This language demonstrates that a waste hauler may be licensed but that Section

364.034 does not have any provision dealing with the licensing process. See generally id.

§ 364.034. The conclusion to be drawn is that the licensing power must be found

elsewhere. The provisions of Section 364.034 do not support BRS’s argument that

Section 364.034 is intended to prevent a municipality from licensing operators that

provide waste services.

      In its effort to convince us that Section 364.034 restricts the ability to license,

BRS’s brief also charts how Section 364.034 has been amended over an almost thirty-

year period and places special emphasis on Grothues that we have cited previously. 928
S.W.2d at 726–31. But Grothues dealt with matters that are not in controversy in this

appeal; its holding dealt with the ability of a municipality to franchise waste disposal

and to enforce that franchise against those who did not want to use the franchised

service. Id. at 727–30. Grothues plotted the evolution of Section 364.034 and noted

that it had originally held in an opinion that was subsequently withdrawn that Helotes

“lacked authority to enter into the contract with Garbage Gobbler to exclusively

collect and dispose of solid waste within the city limits of Helotes because the franchise

exceed[ed] the City’s statutory authority as a general-law municipality.” Id. at 727

(emphasis added).     Grothues then noted that while the matter was pending on

                                           31
rehearing, “the [L]egislature [had] amended the County Solid Waste Control Act to

provide a general-law municipality with the authority to contract with a private

contractor for the collection and disposal of garbage and other solid waste.” Id.

Grothues and the statutory changes that it addressed are not the same matters that are

addressed in the Town’s ordinance.

       BRS also cites us to the House Research Organization bill analysis that speaks

to why the Solid Waste Disposal Act required the amendment discussed in Grothues.
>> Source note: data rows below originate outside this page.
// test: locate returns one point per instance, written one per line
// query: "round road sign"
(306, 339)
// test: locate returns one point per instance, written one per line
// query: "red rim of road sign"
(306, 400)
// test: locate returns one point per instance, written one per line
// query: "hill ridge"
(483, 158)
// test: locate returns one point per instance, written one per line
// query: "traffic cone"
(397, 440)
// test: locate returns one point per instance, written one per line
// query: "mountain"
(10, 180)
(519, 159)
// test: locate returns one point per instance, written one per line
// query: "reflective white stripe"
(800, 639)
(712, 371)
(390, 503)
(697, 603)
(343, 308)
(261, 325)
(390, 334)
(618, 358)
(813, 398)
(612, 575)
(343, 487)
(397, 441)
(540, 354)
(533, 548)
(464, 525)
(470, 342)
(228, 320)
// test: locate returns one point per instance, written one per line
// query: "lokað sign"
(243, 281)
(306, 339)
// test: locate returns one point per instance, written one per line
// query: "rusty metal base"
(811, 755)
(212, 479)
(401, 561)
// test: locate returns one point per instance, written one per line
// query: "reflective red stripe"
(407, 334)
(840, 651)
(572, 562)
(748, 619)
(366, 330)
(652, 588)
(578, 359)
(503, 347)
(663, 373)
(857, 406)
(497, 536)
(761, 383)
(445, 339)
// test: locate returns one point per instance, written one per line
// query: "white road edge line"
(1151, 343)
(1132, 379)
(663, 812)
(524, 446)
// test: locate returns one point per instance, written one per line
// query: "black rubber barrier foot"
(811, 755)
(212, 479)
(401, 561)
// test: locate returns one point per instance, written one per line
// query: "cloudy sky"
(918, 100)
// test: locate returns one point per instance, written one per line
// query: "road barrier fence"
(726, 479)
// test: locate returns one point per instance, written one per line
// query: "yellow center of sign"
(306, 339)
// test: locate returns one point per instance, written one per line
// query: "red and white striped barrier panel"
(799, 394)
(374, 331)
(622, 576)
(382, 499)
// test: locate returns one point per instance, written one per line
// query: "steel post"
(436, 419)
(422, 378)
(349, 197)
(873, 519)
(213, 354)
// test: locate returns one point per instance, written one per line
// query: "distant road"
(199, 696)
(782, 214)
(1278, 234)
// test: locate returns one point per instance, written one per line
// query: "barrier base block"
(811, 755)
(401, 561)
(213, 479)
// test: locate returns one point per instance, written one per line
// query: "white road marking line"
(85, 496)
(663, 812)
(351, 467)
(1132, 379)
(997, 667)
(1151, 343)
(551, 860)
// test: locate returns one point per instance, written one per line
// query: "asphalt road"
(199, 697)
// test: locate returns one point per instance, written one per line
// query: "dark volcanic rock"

That analysis does not support BRS’s contention that the legislative amendment

discussed in Grothues was intended to address the ability of a municipality to license

commercial waste operators to ensure that they conformed to minimum standards of

safety and health; instead, it reinforces that the amendment dealt with a municipality’s

ability to franchise its waste disposal services:

       [SUPPORTERS SAY:] The bill would allow many general[-]law cities to
       continue what they are already doing: contracting for waste disposal services.
       It would prevent lawsuits such as the recent case involving the City of
       Helotes from recurring in other cities.

               Helotes was sued by a local resident who refused to pay a garbage
       collection fee because the resident maintained [that] the city did not have
       the authority to contract with a private company nor the authority to
       fine a resident for failing to pay the private company the garbage
       collection fee. [In Grothues,] [the] San Antonio Court of Appeals ruled that
       general[-]law municipalities, which derive their authority from statute rather than a
       home-rule charter, are not authorized to contract with other public agencies or with a
       private contractor for garbage collection without explicit statutory authority.

             In the last 10 years, landfills have decreased from over 900 in
       1986 to approximately 225 in 1995. Most cities, counties[,] and regional
       governments have closed their landfills and are contracting with private

                                                32
      solid waste companies. Without this bill, hundreds of contracts by
      general[-]law cities could be declared void. General[-]law municipalities
      will have no choice but to dispose of their garbage illegally or [to] spend
      millions of dollars to open and maintain landfills.

House Research Org., Bill Analysis, Tex. S.B. 1371, 74th Leg., R.S. (1995) (emphases

added), https://lrl.texas.gov/scanned/hroBillAnalyses/74-0/SB1371.pdf (last visited

Dec. 28, 2020).

      Nor do other cases cited by the parties suggest that Section 364.034 limited the

power a town has under Section 363.111 to license a commercial solid waste operator

for health and safety concerns. BRS cites Adams v. City of Weslaco, No. 13-06-00697-

CV, 2009 WL 1089442 (Tex. App.—Corpus Christi–Edinburg Apr. 23, 2009, no pet.)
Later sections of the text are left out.